細胞内細胞培養由来のE型肝炎ウイルス粒子に感染するには、細胞の最上列に25マイクロリットルの細胞内ウイルス粒子上清を加え、25マイクロリットルの希釈を伴う1~5倍の比率で細胞を連続希釈する前に十分に混合する。次に、原稿のプロトコルに従って免疫蛍光染色する前に、細胞培養インキュベーターにプレートを7日間入れる。インキュベーションおよび免疫染色に続いて、プレートは免疫蛍光顕微鏡を用いて分析することができる。

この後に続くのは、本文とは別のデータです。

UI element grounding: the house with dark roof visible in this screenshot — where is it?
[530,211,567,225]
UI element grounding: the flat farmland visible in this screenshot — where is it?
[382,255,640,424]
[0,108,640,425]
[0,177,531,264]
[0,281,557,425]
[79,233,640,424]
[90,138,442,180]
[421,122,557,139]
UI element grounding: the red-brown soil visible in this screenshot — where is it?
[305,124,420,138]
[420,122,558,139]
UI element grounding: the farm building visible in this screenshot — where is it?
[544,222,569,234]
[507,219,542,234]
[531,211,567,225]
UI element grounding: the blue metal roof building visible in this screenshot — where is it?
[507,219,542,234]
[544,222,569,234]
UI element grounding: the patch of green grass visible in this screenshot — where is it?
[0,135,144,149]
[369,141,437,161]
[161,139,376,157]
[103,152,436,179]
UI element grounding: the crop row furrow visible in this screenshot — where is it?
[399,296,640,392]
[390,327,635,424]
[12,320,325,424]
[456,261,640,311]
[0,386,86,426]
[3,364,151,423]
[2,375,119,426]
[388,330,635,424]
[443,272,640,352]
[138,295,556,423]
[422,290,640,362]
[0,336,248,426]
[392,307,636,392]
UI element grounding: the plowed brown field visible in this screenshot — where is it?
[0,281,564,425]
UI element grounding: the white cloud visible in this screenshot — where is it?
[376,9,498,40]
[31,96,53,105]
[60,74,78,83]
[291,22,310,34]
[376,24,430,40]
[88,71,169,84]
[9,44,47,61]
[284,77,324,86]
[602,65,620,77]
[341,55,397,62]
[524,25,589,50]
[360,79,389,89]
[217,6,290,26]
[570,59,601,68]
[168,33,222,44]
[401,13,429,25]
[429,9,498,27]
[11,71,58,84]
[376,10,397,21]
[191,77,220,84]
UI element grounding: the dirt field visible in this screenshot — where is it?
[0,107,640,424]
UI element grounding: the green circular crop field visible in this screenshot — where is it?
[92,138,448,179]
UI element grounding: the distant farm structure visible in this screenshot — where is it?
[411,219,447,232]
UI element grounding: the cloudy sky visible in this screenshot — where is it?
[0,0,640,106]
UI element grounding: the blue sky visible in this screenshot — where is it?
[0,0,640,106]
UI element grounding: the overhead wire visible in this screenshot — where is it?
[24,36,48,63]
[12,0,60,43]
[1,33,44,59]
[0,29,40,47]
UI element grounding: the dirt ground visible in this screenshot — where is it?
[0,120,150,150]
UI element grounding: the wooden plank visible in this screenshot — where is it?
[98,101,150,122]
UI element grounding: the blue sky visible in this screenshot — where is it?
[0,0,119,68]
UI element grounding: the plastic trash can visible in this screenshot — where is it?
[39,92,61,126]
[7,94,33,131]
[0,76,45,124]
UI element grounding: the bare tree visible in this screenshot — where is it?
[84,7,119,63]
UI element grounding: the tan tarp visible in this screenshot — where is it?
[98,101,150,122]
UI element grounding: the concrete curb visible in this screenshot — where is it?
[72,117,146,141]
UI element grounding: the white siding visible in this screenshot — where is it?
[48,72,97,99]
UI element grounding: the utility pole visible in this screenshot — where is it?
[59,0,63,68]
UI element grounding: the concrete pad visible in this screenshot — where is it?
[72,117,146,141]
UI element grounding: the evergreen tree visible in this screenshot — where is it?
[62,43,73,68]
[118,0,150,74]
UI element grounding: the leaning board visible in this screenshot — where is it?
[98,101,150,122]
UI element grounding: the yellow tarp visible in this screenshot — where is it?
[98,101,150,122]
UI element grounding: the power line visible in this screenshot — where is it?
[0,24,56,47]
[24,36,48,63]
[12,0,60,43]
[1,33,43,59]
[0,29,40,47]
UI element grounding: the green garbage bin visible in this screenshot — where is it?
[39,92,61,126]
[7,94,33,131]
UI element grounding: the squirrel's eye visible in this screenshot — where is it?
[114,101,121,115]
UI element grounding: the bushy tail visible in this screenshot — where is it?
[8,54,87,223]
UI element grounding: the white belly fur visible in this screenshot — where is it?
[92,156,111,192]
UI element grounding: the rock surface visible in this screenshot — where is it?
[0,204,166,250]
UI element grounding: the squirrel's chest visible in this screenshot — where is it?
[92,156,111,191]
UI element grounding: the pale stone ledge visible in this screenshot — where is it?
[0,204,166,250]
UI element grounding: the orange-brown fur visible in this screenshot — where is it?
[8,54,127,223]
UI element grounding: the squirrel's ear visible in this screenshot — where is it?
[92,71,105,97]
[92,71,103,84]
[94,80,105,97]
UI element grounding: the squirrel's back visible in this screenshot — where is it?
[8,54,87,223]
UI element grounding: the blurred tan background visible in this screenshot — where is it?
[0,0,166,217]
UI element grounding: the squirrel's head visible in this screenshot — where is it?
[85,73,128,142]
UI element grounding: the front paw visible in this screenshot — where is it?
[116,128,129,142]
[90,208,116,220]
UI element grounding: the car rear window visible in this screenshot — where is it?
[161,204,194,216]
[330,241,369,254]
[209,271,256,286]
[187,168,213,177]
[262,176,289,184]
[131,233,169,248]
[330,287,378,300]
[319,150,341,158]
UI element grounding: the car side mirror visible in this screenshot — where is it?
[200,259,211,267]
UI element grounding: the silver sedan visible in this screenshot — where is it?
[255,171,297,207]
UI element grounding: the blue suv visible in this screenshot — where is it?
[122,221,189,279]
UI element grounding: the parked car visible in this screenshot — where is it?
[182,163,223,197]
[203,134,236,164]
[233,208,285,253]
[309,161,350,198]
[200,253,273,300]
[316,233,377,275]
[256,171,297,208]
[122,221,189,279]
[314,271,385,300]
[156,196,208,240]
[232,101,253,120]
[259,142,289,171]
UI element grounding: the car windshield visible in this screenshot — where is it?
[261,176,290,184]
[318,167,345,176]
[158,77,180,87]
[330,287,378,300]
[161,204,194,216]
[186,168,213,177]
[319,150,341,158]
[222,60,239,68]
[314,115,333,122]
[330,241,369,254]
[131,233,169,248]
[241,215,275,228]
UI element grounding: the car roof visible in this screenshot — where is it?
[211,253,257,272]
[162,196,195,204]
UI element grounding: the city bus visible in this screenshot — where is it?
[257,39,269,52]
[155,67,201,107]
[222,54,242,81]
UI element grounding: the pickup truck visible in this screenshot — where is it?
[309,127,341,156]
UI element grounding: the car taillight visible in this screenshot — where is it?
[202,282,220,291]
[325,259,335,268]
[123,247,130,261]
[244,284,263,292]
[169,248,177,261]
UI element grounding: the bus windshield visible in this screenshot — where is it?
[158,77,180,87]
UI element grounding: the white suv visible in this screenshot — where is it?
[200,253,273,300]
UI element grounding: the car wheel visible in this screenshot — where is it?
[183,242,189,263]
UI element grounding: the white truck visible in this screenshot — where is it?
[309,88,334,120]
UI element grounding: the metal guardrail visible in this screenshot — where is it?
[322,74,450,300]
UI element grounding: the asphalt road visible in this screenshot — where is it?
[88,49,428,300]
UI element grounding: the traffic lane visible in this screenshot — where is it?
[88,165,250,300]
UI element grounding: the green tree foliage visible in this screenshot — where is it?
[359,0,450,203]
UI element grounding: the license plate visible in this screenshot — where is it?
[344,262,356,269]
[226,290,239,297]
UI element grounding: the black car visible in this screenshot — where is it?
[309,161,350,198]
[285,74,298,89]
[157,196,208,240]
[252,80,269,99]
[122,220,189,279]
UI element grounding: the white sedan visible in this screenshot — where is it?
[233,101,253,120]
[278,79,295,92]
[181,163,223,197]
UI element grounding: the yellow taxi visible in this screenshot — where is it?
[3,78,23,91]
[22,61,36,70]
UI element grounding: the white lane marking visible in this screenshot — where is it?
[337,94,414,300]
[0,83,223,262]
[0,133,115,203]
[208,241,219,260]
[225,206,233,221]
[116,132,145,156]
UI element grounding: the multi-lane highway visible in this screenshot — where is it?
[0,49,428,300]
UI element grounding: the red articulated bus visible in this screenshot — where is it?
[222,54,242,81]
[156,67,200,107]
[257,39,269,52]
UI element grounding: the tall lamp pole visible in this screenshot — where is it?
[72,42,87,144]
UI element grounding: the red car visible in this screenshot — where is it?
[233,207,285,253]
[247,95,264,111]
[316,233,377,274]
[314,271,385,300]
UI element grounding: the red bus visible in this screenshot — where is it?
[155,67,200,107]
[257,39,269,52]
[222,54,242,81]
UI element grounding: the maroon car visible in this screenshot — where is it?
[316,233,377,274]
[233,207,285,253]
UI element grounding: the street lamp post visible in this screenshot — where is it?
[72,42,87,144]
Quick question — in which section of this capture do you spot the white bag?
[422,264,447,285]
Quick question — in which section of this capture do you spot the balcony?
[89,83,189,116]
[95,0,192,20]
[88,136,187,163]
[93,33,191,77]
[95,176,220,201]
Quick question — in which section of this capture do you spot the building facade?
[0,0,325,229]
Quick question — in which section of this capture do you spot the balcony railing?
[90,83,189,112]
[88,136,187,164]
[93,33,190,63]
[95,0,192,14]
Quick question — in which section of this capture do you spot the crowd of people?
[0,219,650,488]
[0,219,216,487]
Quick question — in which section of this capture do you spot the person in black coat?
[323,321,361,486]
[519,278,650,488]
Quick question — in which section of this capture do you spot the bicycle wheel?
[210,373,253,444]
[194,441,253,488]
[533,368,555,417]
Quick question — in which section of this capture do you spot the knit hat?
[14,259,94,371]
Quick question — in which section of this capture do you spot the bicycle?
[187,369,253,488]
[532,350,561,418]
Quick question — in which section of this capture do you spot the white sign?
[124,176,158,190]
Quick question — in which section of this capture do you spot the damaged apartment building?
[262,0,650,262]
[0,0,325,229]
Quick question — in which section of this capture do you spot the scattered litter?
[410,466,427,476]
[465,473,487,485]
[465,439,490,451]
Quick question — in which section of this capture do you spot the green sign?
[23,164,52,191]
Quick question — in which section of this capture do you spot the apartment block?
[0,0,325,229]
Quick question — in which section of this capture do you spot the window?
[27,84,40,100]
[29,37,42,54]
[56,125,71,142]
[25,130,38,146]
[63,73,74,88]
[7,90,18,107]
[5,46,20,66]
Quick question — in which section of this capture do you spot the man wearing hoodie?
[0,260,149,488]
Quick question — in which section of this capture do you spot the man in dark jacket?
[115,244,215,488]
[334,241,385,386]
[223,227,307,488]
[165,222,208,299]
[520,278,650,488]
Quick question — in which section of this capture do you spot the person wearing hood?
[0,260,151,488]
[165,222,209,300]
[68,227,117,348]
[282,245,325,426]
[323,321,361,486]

細胞内および細胞外粒子の最終用の抗体を免疫染色した後、示されたとおりに適切な式を用いて計算することができる。連続希釈による細胞培養由来Eウイルス粒子による標的細胞感染後、1ミリリットル当たり10~5~3倍の10~3倍の焦点形成単位の間の力価は、非包絡細胞培養由来のE型肝炎ウイルス粒子に感染した細胞培養物から期待できる。細胞外培養由来E型肝炎ウイルス粒子を包絡させた培養物では、10~2番目の10倍から10倍の間の力素がミリリットル当たり4番目の焦点形成単位に期待されている。
また、ゲノムコピーと非エンベロープ細胞内感染性ウイルス粒子との比は、細胞外細胞由来E型肝炎ウイルス粒子感染培養物に対して観察される比よりも一般的に低く、非エンベロープE型肝炎ウイルス種のより高い特異的感染性を示唆している。ウイルス粒子産生および標的細胞感染は完全なウイルスのライフサイクルを必要とし、ウイルスと宿主の相互作用に関する新しい洞察を提供することができる。このプロトコルは、複製の運動を行うか、または感染アッセイに使用することができる粒子を生成するために変更することができる。
私たちの研究のほとんどは現在、エンベロープと非エンベロープHEVの両方で感染性粒子に依存しています。そして、私たちの技術を使用した記事は現在公開されています。